Orbital characteristics
- Epoch 23 March 2018 (JD 2458200.5)
- Uncertainty parameter 0
- Observation arc: 63.96 yr (23,363 d)
- Aphelion: 2.9253 AU
- Perihelion: 2.6459 AU
- Semi-major axis: 2.7856 AU
- Eccentricity: 0.0502
- Orbital period (sidereal): 4.65 yr (1,698 d)
- Mean anomaly: 239.11°
- Mean motion: 0° 12^{m} 43.2^{s} / day
- Inclination: 4.9969°
- Longitude of ascending node: 110.63°
- Argument of perihelion: 8.8759°

Physical characteristics
- Dimensions: 6.359±0.129 km 10.31 km (calculated)
- Synodic rotation period: 5.1966±0.0082 h
- Geometric albedo: 0.057 (assumed) 0.251±0.055
- Spectral type: S · C (generic)
- Absolute magnitude (H): 13.1 · 13.212±0.005 (R) · 13.3 · 13.65±0.27 · 13.66

= 7803 Adachi =

Stony Agnia asteroid

7803 Adachi, provisional designation , is a stony Agnia asteroid from the middle region of the asteroid belt, approximately 6.4 km in diameter. The asteroid was discovered on 4 March 1997, by Japanese amateur astronomer Takao Kobayashi at the Ōizumi Observatory in central Japan. It was named for Japanese amateur astronomer Makoto Adachi. The S-type asteroid has a rotation period of 5.2 hours.
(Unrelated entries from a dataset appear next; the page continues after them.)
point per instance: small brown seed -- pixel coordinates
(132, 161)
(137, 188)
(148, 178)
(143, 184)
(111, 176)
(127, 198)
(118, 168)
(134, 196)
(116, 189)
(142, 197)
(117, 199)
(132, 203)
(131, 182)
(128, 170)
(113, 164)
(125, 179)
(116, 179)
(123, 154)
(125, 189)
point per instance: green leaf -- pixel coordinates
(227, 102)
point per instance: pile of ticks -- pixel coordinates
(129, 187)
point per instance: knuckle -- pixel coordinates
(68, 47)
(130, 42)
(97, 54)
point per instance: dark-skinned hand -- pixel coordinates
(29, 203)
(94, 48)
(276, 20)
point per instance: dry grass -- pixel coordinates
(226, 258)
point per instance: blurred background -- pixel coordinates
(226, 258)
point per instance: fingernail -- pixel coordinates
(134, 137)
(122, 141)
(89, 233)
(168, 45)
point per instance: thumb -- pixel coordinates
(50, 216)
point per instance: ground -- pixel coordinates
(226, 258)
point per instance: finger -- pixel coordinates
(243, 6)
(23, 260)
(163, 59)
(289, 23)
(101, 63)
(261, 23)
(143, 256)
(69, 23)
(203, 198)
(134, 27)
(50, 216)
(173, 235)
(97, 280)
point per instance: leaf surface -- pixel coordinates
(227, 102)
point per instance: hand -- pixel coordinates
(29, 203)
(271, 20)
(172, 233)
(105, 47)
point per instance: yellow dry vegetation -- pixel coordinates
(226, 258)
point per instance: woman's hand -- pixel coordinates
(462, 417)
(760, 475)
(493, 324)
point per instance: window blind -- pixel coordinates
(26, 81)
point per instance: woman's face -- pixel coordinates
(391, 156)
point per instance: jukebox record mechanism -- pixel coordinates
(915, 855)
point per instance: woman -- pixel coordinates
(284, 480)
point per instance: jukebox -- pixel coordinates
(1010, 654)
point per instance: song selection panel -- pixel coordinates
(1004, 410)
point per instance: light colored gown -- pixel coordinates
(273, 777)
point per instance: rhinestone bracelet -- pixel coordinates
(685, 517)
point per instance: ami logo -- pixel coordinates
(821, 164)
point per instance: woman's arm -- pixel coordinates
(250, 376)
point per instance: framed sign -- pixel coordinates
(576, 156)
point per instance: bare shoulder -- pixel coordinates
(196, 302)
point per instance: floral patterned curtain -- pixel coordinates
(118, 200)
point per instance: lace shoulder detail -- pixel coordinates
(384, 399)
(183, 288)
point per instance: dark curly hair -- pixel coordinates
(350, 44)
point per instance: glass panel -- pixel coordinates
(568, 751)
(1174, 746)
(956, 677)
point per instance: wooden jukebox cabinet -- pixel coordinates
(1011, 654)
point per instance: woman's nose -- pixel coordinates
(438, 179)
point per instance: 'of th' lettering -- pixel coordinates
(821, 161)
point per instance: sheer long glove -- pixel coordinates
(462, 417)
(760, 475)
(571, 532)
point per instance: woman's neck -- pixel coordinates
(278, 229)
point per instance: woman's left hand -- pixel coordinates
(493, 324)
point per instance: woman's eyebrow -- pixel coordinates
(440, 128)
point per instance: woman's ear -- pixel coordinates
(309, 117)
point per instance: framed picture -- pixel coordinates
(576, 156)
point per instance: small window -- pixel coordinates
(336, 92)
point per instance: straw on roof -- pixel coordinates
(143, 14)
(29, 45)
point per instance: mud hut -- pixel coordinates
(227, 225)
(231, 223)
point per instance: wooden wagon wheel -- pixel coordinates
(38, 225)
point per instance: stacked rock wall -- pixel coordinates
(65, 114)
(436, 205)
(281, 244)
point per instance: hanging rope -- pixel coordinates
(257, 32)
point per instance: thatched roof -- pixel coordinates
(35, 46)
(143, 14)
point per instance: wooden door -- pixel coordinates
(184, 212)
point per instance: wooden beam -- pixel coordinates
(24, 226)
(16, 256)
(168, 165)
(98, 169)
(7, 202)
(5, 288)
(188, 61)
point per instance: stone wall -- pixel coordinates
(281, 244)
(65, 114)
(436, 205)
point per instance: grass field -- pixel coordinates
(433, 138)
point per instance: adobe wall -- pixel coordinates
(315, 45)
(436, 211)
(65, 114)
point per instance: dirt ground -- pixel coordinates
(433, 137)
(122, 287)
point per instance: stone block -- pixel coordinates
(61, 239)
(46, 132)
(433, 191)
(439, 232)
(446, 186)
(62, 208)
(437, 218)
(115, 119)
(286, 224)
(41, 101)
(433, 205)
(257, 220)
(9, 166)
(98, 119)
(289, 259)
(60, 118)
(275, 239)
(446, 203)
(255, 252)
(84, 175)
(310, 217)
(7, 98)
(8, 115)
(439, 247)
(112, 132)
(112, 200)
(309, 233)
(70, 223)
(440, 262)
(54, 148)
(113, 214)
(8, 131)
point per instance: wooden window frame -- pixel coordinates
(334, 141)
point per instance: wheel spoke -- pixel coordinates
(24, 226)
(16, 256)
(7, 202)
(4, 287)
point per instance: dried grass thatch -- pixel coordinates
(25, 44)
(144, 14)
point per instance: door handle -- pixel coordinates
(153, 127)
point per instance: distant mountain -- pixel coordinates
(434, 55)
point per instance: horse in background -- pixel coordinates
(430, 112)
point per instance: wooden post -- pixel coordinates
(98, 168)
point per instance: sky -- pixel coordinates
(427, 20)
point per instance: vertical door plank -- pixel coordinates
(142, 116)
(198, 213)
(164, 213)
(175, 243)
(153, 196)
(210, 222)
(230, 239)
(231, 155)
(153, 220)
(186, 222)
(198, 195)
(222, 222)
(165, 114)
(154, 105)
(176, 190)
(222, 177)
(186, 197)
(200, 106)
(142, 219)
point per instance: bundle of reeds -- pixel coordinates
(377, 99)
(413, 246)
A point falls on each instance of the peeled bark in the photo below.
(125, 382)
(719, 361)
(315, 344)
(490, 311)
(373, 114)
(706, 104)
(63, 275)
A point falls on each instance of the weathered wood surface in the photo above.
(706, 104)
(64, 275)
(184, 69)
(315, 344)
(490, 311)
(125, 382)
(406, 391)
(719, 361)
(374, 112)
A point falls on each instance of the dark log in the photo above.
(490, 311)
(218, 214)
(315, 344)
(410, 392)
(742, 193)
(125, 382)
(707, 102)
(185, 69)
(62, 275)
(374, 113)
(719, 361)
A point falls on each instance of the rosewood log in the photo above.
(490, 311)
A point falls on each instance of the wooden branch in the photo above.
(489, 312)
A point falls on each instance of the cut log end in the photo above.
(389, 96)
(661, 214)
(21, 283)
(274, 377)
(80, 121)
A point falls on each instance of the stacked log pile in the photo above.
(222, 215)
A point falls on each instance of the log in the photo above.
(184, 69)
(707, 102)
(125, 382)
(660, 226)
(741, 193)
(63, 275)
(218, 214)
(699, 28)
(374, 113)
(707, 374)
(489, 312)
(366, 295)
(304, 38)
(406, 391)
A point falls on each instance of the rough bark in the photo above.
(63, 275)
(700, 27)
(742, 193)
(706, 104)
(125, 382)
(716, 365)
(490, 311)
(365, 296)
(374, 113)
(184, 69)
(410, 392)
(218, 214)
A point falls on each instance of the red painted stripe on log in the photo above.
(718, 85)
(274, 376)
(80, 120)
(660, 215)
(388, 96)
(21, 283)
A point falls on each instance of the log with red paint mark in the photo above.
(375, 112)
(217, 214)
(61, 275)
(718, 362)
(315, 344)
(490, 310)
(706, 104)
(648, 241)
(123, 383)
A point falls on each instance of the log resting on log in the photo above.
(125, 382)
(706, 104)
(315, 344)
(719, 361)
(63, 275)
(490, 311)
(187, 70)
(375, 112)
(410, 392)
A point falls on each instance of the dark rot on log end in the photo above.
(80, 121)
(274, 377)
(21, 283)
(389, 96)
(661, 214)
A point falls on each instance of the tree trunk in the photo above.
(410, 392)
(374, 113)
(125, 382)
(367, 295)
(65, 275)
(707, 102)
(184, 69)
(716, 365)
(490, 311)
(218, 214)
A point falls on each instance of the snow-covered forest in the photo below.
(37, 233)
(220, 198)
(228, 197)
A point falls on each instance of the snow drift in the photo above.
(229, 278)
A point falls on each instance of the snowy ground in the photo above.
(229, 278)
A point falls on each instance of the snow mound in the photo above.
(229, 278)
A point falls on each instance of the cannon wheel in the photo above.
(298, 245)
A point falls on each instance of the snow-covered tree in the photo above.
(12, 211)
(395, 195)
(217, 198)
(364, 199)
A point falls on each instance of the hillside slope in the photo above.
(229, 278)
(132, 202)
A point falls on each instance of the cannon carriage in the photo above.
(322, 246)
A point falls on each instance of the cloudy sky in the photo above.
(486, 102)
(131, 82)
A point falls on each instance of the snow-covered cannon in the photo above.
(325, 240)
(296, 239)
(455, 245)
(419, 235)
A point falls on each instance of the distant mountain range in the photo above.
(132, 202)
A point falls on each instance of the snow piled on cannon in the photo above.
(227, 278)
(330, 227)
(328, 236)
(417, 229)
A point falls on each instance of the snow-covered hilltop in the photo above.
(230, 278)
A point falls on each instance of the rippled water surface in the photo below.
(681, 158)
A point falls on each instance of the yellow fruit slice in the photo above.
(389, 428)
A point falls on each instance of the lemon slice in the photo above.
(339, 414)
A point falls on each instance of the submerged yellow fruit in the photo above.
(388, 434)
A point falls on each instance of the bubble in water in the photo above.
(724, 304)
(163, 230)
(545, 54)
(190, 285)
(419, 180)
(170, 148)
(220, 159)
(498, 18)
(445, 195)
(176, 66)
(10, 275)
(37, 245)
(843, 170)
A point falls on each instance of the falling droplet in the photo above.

== Orbit and classification ==

Adachi is a member of the Agnia family (514), a very large family of stony asteroids with more than 2000 known members. They most likely formed from the breakup of a basalt object, which in turn was spawned from a larger parent body that underwent igneous differentiation. The family's parent body and namesake is the asteroid 847 Agnia.

It orbits the Sun in the central asteroid belt at a distance of 2.6–2.9 AU once every 4 years and 8 months (1,698 days; semi-major axis of 2.79 AU). Its orbit has an eccentricity of 0.05 and an inclination of 5° with respect to the ecliptic. The first precovery was taken at the U.S. Palomar Observatory in 1953, extending the asteroid's observation arc by 44 years prior to it discovery.

== Physical characteristics ==

Adachi has been characterized as a stony S-type asteroid by Pan-STARRS photometric survey, which agrees with the Agnia family's overall spectral type.

=== Diameter and albedo ===

According to the survey carried out by the NEOWISE mission of NASA's Wide-field Infrared Survey Explorer, Adachi measures 6.359 kilometers in diameter and its surface has an albedo between 0.251 and 0.2513. The Collaborative Asteroid Lightcurve Link assumes a generic, carbonaceous albedo of 0.057 for all minor planets with a semi-major axis of more than 2.7 AU, and consequently calculates a larger diameter of 10.31 kilometers using an absolute magnitude of 13.66.

=== Rotation period ===

In August 2013, a rotational lightcurve of Adachi was obtained through photometric observations at the Palomar Transient Factory in California. It showed a period of 5.1966 hours with a brightness variation of 0.31 magnitude (U=2).

== Naming ==

This minor planet was named after Makoto Adachi (born 1953), Japanese amateur astronomer and elementary school teacher from Kyoto. He is the director of the Oriental Astronomical Association and a long-time direct observer of the Solar System's planets, especially Jupiter. The approved naming citation was published by the Minor Planet Center on 6 August 2003 (M.P.C. 49279).